Turniere

    Aus Pferde-Lexikon

    Wie beim Reitsport existieren nach Schwierigkeitsgrad gestaffelte Turnierklassen sowie unterschiedliche Wettbewerbsdisziplinen. Üblicherweise werden sie jedoch in einer "Vielseitigkeitsprüfung" kombiniert, die die Einzelprüfungen Dressur, Hindernisfahren und Marathon (Gelände) enthält.

    Am Beginn jedes Fahrturniers steht die Gespannkontrolle. Die stil- und pferdegerechte Anspannung wird kontrolliert, ebenso die Verkehrssicherheit des Wagens und die korrekte Kleidung des Fahrers.

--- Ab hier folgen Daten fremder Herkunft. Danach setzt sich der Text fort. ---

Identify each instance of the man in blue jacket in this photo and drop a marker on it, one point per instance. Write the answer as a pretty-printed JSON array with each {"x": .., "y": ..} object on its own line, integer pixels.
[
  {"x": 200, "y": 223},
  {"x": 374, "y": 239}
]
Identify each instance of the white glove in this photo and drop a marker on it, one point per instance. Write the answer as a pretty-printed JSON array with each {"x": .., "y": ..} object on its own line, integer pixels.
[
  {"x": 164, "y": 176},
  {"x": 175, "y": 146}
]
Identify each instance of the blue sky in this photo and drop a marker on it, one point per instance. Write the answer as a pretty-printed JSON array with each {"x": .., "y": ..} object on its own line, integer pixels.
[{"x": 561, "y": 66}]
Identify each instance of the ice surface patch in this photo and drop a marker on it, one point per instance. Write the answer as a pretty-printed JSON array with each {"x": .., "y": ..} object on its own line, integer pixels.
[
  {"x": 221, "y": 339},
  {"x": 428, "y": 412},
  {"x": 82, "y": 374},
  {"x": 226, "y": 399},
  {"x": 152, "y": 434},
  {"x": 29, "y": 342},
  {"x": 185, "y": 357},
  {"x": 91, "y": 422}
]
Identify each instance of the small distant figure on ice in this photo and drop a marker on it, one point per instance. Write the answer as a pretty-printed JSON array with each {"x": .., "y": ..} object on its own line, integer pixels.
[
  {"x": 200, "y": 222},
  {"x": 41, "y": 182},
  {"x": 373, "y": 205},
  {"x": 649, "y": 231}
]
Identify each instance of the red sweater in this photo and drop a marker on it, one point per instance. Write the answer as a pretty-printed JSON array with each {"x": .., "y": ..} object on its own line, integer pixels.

    Die Dressur besteht aus einer auf einem Fahrplatz zu absolvierenden Lektionenkombination. In ihr soll die gewissenhafte Ausbildung des Pferds wie des Fahrers überprüft werden. Eine fehlerhafte, nicht dem Achenbach-System entsprechende Leinenhaltung wird ebenso negativ bewertet wie harte Hilfengebung, Schwung- oder Taktverlust, Widersetzlichkeit und Ungehorsam des Pferds. Die vorgeschriebenen Figuren inklusive Rückwärtsrichten müssen absolut exakt gefahren werden.

    Beim Hindernisfahren muss, erneut auf dem Fahrplatz, eine zuvor festgelegte Route zwischen Hindernissen hindurch gefahren werden. Diese Hindernisse bestehen meist aus den von Baustellen bekannten Gummipylonen, auf die ein Tennisball aufgelegt wird. Entsprechend der zum Einsatz kommenden Kutsche werden sie in der Wagenbreite mit einer Zugabe von wenigen Zentimetern aufgestellt. Das Berühren der Pylone und Abwerfen der Bälle wird als Fehler notiert; aufgrund der Zeitvorgabe muss im Trab gefahren werden.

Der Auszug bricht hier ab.